Но вот остановилась Красавица, пристально посмотрела на Юношу и засмеялась радостно и весело, – и в несказанном кружении восторга забыл Юноша о всем, что есть на свете, стремительно наклонился из окна и закричал голосом, звонким от волнения:
– Милая! Прекрасная! Божественная! Приди ко мне! Люби меня!
Красавица подошла близко, и Юноша услышал тихо-звенящий, ясный голос, каждый звук которого сладкою мукою ранил его сердце:
– Милый Юноша, знаешь ли ты цену моей любви?
– Хотя бы ценою жизни! – восклицал Юноша. – Хотя бы у темных ворот Смерти!

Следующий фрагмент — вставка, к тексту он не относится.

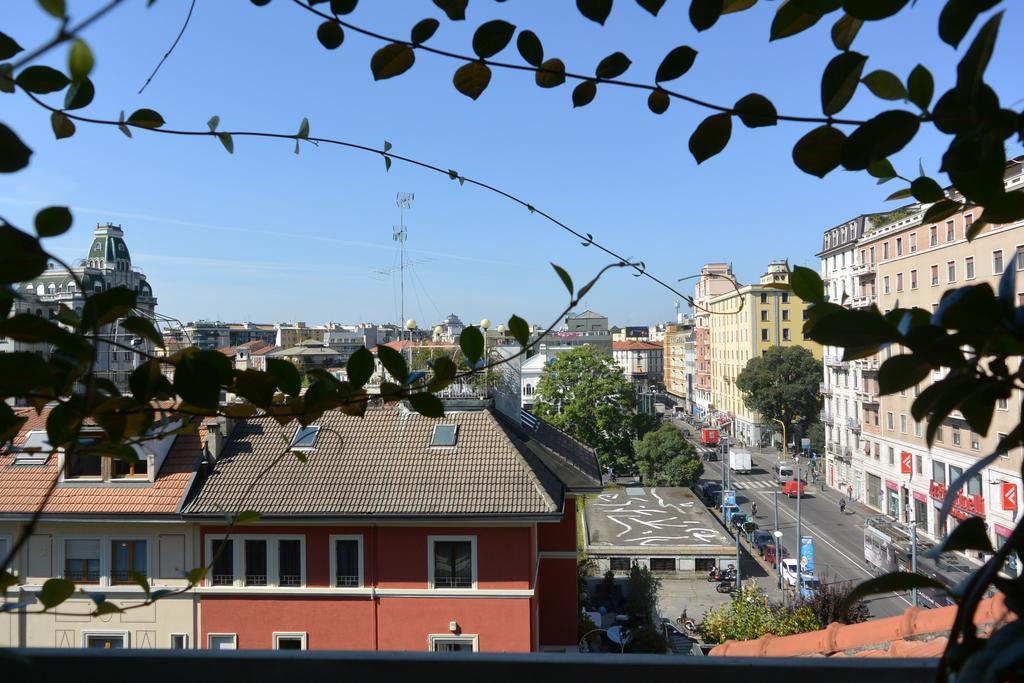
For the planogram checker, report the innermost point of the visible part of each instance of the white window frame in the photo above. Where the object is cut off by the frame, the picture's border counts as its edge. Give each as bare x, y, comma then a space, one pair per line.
430, 561
126, 635
278, 635
334, 558
211, 636
434, 638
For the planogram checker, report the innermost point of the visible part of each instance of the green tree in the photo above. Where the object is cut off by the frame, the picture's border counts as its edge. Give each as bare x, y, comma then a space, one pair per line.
782, 384
585, 393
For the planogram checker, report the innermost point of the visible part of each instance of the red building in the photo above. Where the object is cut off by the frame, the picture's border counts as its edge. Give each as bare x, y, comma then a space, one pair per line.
393, 531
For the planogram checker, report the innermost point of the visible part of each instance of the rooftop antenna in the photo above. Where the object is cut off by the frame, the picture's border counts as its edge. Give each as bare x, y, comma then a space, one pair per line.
403, 201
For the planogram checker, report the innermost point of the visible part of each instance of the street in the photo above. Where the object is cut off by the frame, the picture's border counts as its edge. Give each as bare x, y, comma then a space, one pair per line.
838, 537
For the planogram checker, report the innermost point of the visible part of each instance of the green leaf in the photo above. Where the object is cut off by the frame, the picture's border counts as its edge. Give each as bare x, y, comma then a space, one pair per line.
393, 361
886, 85
711, 136
471, 79
584, 93
612, 66
61, 125
927, 190
529, 47
676, 62
392, 59
551, 74
879, 138
80, 59
844, 32
894, 582
595, 10
331, 35
42, 80
807, 285
519, 330
921, 87
54, 592
705, 13
790, 19
52, 221
424, 30
145, 119
492, 37
564, 276
286, 375
756, 111
471, 343
456, 9
8, 46
427, 404
956, 17
657, 100
359, 368
839, 81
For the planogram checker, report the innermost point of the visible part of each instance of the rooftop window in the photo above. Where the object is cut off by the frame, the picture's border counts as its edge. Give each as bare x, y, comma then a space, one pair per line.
444, 435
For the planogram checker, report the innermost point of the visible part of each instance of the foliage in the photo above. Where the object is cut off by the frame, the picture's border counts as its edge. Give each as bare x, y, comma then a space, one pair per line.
782, 384
585, 393
641, 593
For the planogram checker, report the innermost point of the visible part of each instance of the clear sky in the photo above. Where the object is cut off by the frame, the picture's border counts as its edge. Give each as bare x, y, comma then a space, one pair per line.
268, 236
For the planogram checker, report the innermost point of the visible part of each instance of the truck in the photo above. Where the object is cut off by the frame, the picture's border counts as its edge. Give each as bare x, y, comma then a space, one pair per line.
739, 461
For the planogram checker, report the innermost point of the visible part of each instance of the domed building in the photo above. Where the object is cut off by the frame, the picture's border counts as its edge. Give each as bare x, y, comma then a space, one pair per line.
107, 265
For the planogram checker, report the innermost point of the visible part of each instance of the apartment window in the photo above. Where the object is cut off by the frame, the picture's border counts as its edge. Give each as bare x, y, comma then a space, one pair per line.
289, 641
127, 558
347, 556
222, 553
82, 560
222, 641
620, 563
454, 562
663, 564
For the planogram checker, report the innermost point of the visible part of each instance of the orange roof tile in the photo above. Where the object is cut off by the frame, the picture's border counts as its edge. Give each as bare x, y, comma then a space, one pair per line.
915, 633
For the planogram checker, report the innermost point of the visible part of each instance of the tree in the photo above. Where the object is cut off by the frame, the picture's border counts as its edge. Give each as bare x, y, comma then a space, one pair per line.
585, 393
782, 384
665, 458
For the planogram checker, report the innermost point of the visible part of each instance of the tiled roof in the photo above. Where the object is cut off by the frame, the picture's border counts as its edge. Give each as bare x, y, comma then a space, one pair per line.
383, 465
915, 633
23, 487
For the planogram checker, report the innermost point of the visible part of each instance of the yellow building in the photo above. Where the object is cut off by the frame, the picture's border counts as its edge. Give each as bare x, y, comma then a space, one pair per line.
744, 324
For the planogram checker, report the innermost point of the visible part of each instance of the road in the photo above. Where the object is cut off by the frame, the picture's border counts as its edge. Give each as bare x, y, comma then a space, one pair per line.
838, 537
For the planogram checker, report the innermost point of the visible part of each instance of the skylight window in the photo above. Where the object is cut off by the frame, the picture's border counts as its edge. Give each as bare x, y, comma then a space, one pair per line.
305, 438
444, 435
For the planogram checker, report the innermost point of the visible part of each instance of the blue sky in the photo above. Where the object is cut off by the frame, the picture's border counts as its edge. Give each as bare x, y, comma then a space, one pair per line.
268, 236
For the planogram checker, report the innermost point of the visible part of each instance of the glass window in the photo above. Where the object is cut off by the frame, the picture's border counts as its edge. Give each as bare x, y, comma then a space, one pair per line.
127, 557
453, 564
82, 560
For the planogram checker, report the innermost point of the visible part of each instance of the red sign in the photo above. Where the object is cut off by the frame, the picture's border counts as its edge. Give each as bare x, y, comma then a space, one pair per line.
1009, 496
964, 506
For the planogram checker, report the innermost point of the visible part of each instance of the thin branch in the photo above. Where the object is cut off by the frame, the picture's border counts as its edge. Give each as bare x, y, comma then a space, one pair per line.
577, 77
171, 49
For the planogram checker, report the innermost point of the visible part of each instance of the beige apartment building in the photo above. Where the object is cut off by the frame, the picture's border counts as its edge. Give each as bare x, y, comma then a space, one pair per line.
744, 324
908, 263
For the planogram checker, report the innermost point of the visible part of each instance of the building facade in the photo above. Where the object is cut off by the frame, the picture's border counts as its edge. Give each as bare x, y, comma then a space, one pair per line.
744, 324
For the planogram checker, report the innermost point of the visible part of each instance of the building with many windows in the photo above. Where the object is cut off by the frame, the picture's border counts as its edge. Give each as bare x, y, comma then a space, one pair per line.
744, 324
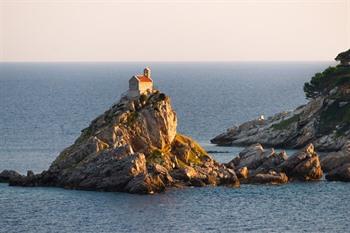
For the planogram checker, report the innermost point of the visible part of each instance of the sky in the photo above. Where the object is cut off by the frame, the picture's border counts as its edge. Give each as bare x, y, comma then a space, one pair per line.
173, 30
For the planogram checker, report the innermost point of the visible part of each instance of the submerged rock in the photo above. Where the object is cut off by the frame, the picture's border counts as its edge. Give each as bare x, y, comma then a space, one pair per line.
303, 165
270, 177
6, 175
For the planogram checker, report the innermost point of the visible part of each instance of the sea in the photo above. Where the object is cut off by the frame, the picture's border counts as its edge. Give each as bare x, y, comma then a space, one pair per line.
44, 107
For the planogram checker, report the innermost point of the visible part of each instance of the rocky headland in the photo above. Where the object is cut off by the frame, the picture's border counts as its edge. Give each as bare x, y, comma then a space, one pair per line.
324, 121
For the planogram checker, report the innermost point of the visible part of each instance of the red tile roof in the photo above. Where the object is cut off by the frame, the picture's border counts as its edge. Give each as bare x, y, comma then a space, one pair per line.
143, 78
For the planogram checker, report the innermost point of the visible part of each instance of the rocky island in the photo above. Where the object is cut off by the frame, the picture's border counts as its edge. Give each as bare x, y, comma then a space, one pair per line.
134, 147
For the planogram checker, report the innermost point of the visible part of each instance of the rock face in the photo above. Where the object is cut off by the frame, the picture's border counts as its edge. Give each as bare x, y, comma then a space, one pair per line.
133, 147
337, 164
323, 121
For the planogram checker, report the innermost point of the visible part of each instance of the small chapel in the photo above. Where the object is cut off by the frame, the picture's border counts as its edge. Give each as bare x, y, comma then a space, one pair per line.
140, 84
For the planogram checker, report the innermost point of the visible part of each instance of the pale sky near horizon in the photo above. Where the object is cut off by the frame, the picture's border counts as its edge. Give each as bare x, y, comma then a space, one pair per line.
173, 30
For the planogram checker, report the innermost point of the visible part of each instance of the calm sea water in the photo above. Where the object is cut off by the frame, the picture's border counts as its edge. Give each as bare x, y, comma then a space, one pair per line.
43, 107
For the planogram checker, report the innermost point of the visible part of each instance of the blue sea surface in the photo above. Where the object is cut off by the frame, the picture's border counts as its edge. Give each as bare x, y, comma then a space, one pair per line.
44, 106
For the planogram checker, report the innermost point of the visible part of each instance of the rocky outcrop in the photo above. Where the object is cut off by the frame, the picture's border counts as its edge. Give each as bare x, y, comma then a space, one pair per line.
256, 165
323, 121
133, 147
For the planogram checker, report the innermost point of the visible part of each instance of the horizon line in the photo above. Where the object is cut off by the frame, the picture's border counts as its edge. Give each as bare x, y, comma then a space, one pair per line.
174, 61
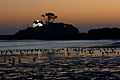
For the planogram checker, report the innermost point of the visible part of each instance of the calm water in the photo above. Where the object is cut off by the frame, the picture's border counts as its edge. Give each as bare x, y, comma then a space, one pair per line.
34, 44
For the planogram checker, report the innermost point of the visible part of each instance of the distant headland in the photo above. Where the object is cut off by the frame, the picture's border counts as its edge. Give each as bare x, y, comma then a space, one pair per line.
47, 29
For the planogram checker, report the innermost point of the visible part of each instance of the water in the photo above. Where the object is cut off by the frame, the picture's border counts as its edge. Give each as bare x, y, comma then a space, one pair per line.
35, 44
58, 66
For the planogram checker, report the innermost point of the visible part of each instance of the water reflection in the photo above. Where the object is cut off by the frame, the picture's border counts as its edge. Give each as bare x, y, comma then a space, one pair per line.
59, 67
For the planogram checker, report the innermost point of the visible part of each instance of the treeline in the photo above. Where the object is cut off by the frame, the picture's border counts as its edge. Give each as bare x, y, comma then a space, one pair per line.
63, 33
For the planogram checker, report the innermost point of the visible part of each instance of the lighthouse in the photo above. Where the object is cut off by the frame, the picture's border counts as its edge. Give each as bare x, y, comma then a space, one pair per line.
37, 23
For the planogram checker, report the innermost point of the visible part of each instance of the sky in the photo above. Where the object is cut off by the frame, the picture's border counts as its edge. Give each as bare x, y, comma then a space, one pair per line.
84, 14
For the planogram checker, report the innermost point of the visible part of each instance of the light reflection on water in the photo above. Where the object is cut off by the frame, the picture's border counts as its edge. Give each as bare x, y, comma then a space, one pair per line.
60, 67
34, 44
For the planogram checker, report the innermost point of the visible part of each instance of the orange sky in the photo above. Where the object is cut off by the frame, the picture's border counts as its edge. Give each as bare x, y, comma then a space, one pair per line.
77, 12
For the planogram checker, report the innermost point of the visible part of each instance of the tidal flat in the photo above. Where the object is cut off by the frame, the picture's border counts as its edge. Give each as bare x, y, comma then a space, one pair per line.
60, 66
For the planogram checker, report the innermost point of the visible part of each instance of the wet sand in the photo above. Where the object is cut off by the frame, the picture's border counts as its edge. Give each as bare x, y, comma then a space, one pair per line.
71, 65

Ее лицо было бело, ее щеки были румяны, ее глаза были сини, ее уста были алы, – зарею пылающею и смеющеюся стояла она перед Юношею и простирала к нему стройные, обнаженные руки. И говорила, и веял от ее слов аромат обольстительный и томный, как вздохи нежной туберозы:
– О, милый Юноша, мудрый и страстный, ты знаешь, ты видишь, ты дождешься. Многие любили меня, многие жаждали обладать мною, прекрасные, юные, сильные, многим улыбалась я улыбкою обаятельною, как улыбка последней утешительницы, но никогда никому до тебя не говорила я сладких и страшных слов: люблю тебя. Теперь хочу и жду.
Страстью и желанием звенел ее голос. Она отвязала от пояса шелковый черный шнурок с бронзовым на нем ключом и уже взмахнула рукою, чтобы бросить ключ Юноше, но не успела. Отец уже спешил к ней, заметив еще издали, что она заговорила с незнакомым Юношею. Он грубо схватил ее за руку, отнял от нее ключ и закричал хриплым старческим голосом, противным, как тяжелое карканье старого ворона на кладбище:
– Безумная, что ты хочешь сделать? Не о чем тебе с ним говорить. Этот Юноша не из рода тех, для кого взрастили мы наш Сад, смешав соки этих растений с ядовитою смолою Анчара. Не для таких, как этот голяк, погиб наш предок, надышавшись тлетворным ароматом страшной смолы. Иди, иди домой и не смей говорить с ним.
Старик повлек дочь к дому, видневшемуся в глубине Сада, крепко сжимая ее руки, обе захватив одною своею рукою. Красавица покорно шла за отцом и смеялась. И был смех ее ясен, звонок, сладок, и жалил тысячами острых жал пламенеющее сердце Юноши.
Он еще долго стоял у окна, долго всматривался напряженными глазами в расчисленные и расчищенные дали очарованного Сада. Но уже Красавица больше не показывалась. Все тихо и недвижно было в дивном Саду, и бездыханными казались чудовищно-яркие цветы, и от них доходил до Юноши аромат, кружащий голову и жутким томлением сжимающий сердце, – аромат, напоминающий темные, стремительные, жадные вздохи ванили, цикламена, датуры и тубероз, злых несчастных цветов, умирающих умерщвляя, чарующих смертною тайною.